Violencia, mentiras e impunidad en el Nogalito, Tucumán

Manuel Joaquín Pérez autodenominado cacique Lule

La Autodenominada comunidad indígena Lule del Nogalito, sumó a su historial otro acto de violencia y esta vez a una mujer.

El día martes 7 de abril del corriente año, a horas 9,30 de la mañana, unas veinte personas mayores de edad, autodenominada comunidad indígena Lule, llegaron hasta la vivienda de Luis Prudencio Pérez y comenzaron a apedrearla. Entre los agresores había miembros de las familias Chaile y de las familias Pérez.

Cuando su hija Dora Pérez salió al patio de la casa que da hacia la ruta 341, el Sr. Evaristo Pérez y Juan Chaile empujaron el portón de la casa y comenzaron junto a otros que ingresaron,  una feroz paliza a la Sra. Dora Pérez, con patadas, trompadas y con un palo le pegaron en la cabeza.

En ese momento salieron dos de sus hijos de 18 y 20 años a defenderla, al igual que su padre. Fue en ese momento que terminaron yéndose del lugar y dejando a la Sra. Dora Pérez semi inconsciente.

Frente a todo lo vivido, inmediatamente, según relata la Sra Dora Pérez, puso las correspondientes denuncias penales y por orden judicial fue al médico forense, quien le dio 30 días de licencia laboral por los golpes recibidos.

Tres días más tarde y a pesar de la restricción que impuso inmediatamente la fiscalía de turno, volvieron las 20 personas a la vivienda de Luis Prudencio Pérez. Fue justamente en ese momento que empezaban a insultar, tirar piedras y amenazar a la familia, cuando llegó un móvil de la policía científica y frenó a este grupo, obligándolos a retirarse del lugar.

Algunos de los agresores de las familias Chaile y Pérez

La impunidad que expresa y siente este grupo autodenominado indígena y que surgió en el año 2003, porque antes nunca había existido una comunidad indígena en el lugar, es inmensa. Esta supuesta comunidad coordinada y dirigida por el Sr. Manuel Joaquín Pérez (foto principal), quien se hace llamar cacique, tiene una larga lista de delitos que han quedado impugnes, porque todas las causas penales terminan prescribiendo, pero no por negligencia de las víctimas, sino por el no actuar de la justicia que demora los procesos o los realiza mal. Ellos aducen que nadie les puede hacer nada, porque están protegidos y defendidos por la constitución argentina. Dicen de memoria lo que los abogados que los defienden les enseñaron, especialmente los abogados de Andhes, que por muchos años lo vienen defendiendo y adoctrinando.

Denuncia Policial

No conforme con lo realizado, pasaron a la segunda etapa de la metodología que normalmente emplean. Después de cometer un delito, como los muchos que ya han cometido en la zona (amenazas, agresiones físicas y verbales, usurpaciones, corte de alambrados, quemas de casa etc) pasan a la etapa de generar falsas denuncias.

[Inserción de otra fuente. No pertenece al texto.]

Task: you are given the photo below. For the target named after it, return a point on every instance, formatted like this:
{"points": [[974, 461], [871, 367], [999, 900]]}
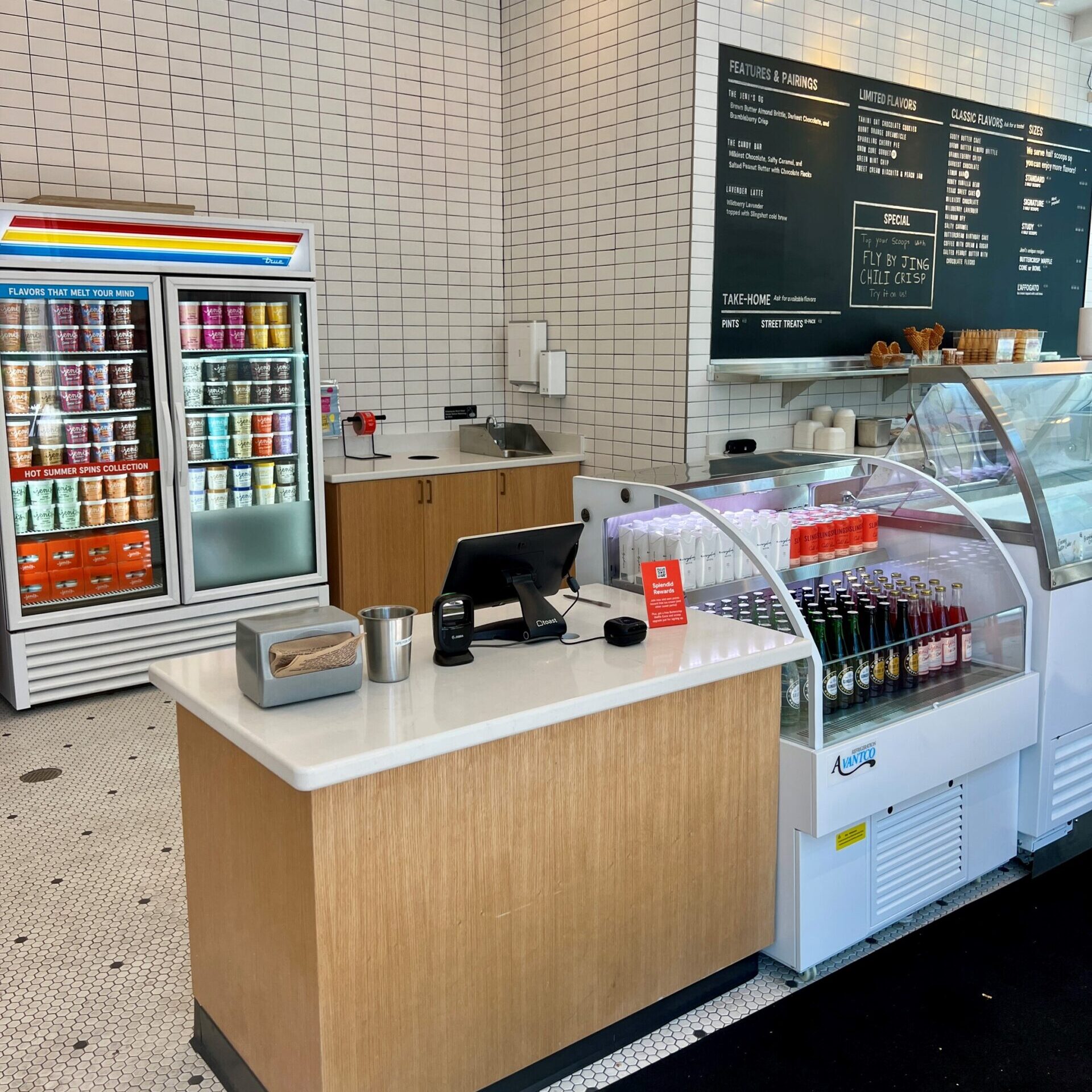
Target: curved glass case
{"points": [[1015, 442], [820, 546]]}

Es común que este grupo y muchos otros grupos en iguales condiciones, inventen denuncias donde se colocan como víctimas para justificar su obrar y generar simpatía en el público que los apoya. Siempre ponen como supuesta víctima a una anciana o un anciano.

En el caso de la a agresión a la Sra. Dora Pérez, también generaron denuncias falsas y salieron en los medios de comunicación presentándose como víctimas, lo que genera en muchas personas simpatía por ellos y enojo con las verdaderas víctimas.

Las agresiones siguen y el hostigamiento ha continuado a pesar de que en la puerta de la casa del Sr Luis Prudencio Pérez hay consigna policial protegiendo a la familia.

¿Hasta cuándo durará la impunidad que ellos manifiestan y sienten? ¿Cuándo la Justicia dejará de tener miedo a los escraches que sufren los fiscales y jueces y actuará defendiendo a la víctima? ¿Cuándo se involucrará el instituto nacional de asuntos indígenas siendo imparcial y escuchando a los vecinos del lugar?. Muchas preguntas y ninguna repuesta. Esperemos que esto no lleve a mayores delitos, pues el paso de los años ha demostrado que cada vez superan más la barrera de los límites.